05 Jul What is the best position to sleep in?
People sleep in all different positions, many on their front, others on their side and some toss and turn all night.
While most people will adjust their sleeping positions during the night automatically there can be some benefits to trying to maintain a certain position depending on circumstances.
For instance, many people suffer head and neck pain. For these people, sleeping in the supine position (on your back) is the best position as it leaves the head and neck in a neutral position. The supine position can also assist some sufferers of heartburn as the head is typically more elevated than the chest when lying on your back, preventing the rising of stomach acids.

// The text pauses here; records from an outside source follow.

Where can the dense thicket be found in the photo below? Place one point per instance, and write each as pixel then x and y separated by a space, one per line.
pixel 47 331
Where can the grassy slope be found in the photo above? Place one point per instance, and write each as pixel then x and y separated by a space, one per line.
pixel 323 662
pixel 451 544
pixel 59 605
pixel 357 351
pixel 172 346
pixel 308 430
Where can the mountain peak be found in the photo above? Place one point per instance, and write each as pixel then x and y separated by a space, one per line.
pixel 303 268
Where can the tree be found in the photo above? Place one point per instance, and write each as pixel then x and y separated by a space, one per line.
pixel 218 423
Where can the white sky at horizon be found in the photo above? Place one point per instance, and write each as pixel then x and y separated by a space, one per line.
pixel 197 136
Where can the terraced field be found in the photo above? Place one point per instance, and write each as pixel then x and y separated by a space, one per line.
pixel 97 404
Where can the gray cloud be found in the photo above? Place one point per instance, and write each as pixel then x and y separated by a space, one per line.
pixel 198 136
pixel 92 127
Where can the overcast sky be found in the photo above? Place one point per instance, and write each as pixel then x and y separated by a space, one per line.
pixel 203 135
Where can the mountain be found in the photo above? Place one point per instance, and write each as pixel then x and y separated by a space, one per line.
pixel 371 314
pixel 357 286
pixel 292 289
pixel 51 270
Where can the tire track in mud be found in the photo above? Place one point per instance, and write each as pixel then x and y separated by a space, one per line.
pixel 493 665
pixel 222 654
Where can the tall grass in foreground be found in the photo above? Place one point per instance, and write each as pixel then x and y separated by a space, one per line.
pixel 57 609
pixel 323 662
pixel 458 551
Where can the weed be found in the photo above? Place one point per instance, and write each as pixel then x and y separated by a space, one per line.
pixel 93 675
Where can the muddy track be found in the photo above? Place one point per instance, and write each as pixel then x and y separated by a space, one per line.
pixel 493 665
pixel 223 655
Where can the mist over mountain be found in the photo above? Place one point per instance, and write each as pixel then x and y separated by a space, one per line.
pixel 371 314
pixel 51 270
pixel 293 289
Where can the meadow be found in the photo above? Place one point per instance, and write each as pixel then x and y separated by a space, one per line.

Sleeping supine however can be detrimental if you suffer from sleep apnoea. Some people may start snoring and even stop breathing when lying on their back which are the signs and symptoms of sleep apnoea. For others who have the condition, severity of sleep apnoea may be worse so sleeping supine may not be for those sufferers if left untreated.
Training yourself to maintain a certain position can also be achieved. A common practice is to place a pillow on either side of you to help prop you up and stopping you from rolling over so easily. More drastic is to sew a tennis ball or two into the side or back of your shirt so that if you roll over onto the ball, the discomfort should help you roll back over to the desired position. Positioning devices are also available in the market to purchase which include a sleeping shirt as described above, or a belt with air filled pillows which you wear to prevent easily rolling over.
There is not really a ‘best’ position to sleep in as it depends if you have any other conditions. Many are limited by back or hip pain which may mean they cannot maintain a specific position throughout a whole night. If you are having trouble sleeping or suffering from any of the conditions discussed, consult your doctor and arrange a sleep study and specialist appointment.